Monday, July 30, 2012

Designing Your Book's Title With Amazon In Mind

You only have a few seconds to grab a potential book buyer's attention in a book store with your cover. The cover is also important in attempting to obtain a book buyer's attention on Amazon. It has long been established that the cover is important and it must look good not only when enlarged to book store size when viewed on Amazon, the cover must look good in its thumbnail version.

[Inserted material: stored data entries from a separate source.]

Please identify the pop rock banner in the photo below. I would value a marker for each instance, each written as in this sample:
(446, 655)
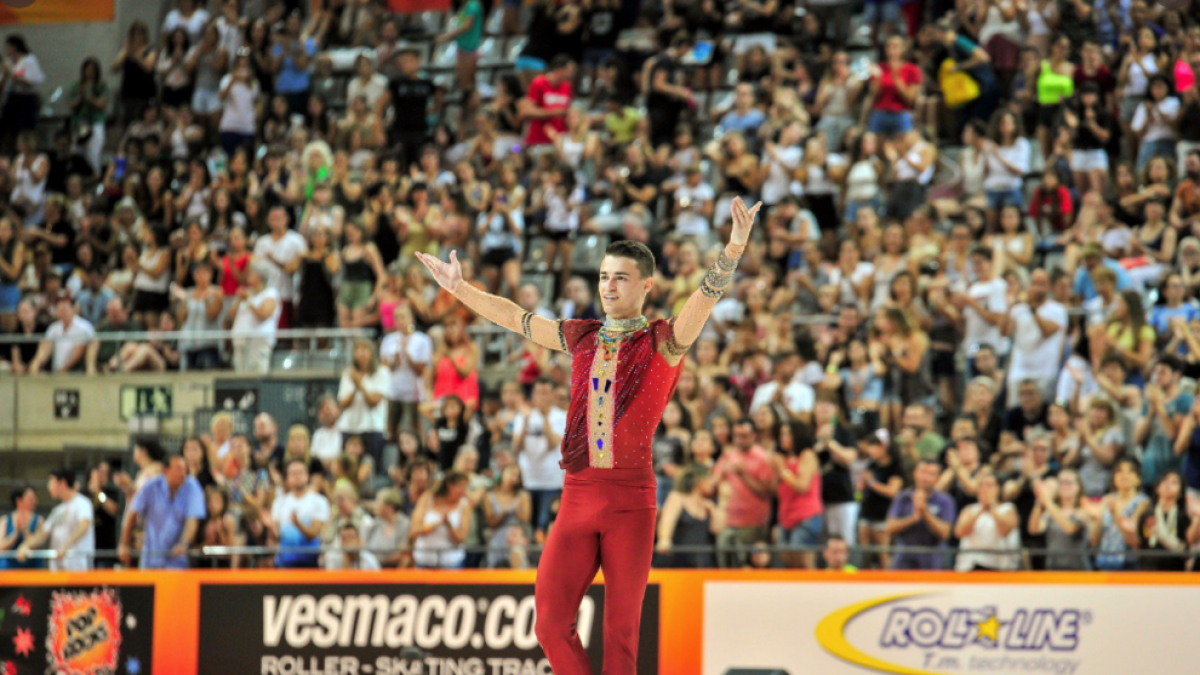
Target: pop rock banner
(76, 629)
(965, 628)
(393, 629)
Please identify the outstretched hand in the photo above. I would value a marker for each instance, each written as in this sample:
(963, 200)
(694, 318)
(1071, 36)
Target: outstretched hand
(743, 221)
(448, 275)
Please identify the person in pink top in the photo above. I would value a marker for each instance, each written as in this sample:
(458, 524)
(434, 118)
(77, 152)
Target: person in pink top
(801, 511)
(748, 469)
(547, 100)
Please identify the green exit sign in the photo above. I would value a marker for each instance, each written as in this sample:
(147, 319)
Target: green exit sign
(147, 401)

Not only must the cover be well thought out, but so must the title. Amazon's computers use proprietary logarithms to produce books Amazon thinks best suit the customer's search query, increasing the likelihood of a sale.

This makes the title even more important. The main title must be catchy, informative and make the appeal to the potential buyer that the book will either be entertaining if a work of fiction or solve a problem for the buyer if it is a non-fiction work. Long titles are usually to be avoided.

It is the sub-title that can make a difference in the world of selling books on Amazon. Let's take one of the best known books in the field of self-publishing, Aaron Shepard's Aiming at Amazon. A common sub-title using traditional methods of creating a title would be as follows: Aiming at Amazon: How to Sell Your Book on Amazon.

Let's compare the title Mr. Shepard actually uses in the book's Amazon listing: Aiming at Amazon: The NEW Business of Self-Publishing, or How to Publish Your Books with Print on Demand and Online Book Marketing on Amazon.com.

Wow! That's a mouthful and hardly fits the traditional model for crafting a book title. It does however, fit the model for crafting a title for a book sold on Amazon. Because Amazon's site is essential a search engine, the use of keywords in the title can go a long way in helping the book rise in the search results.

Let's look at the keywords used in the sub-title: self-publishing, publish, print on demand, online book marketing, business (of self-publishing) and finally Marketing on Amazon.com.

All of these keywords are common words used in searches related to numerous aspects of the business of self-publishing. An author interested in learning more about print-on-demand would find this book useful as would an author interested in learning about book marketing, both online and on Amazon.

The carefully crafted subtitle has increased the possible number of ways the book can come up in search results, increasing the chances Mr. Shepard has of grabbing the potential buyer's attention.

Note, the subtitle that appears on Amazon does not have to be the actual sub-title printed inside the book. Amazon allows the author to enter the sub-title in the product description when entering title information. This allows for the opportunity to craft a search friendly sub-title.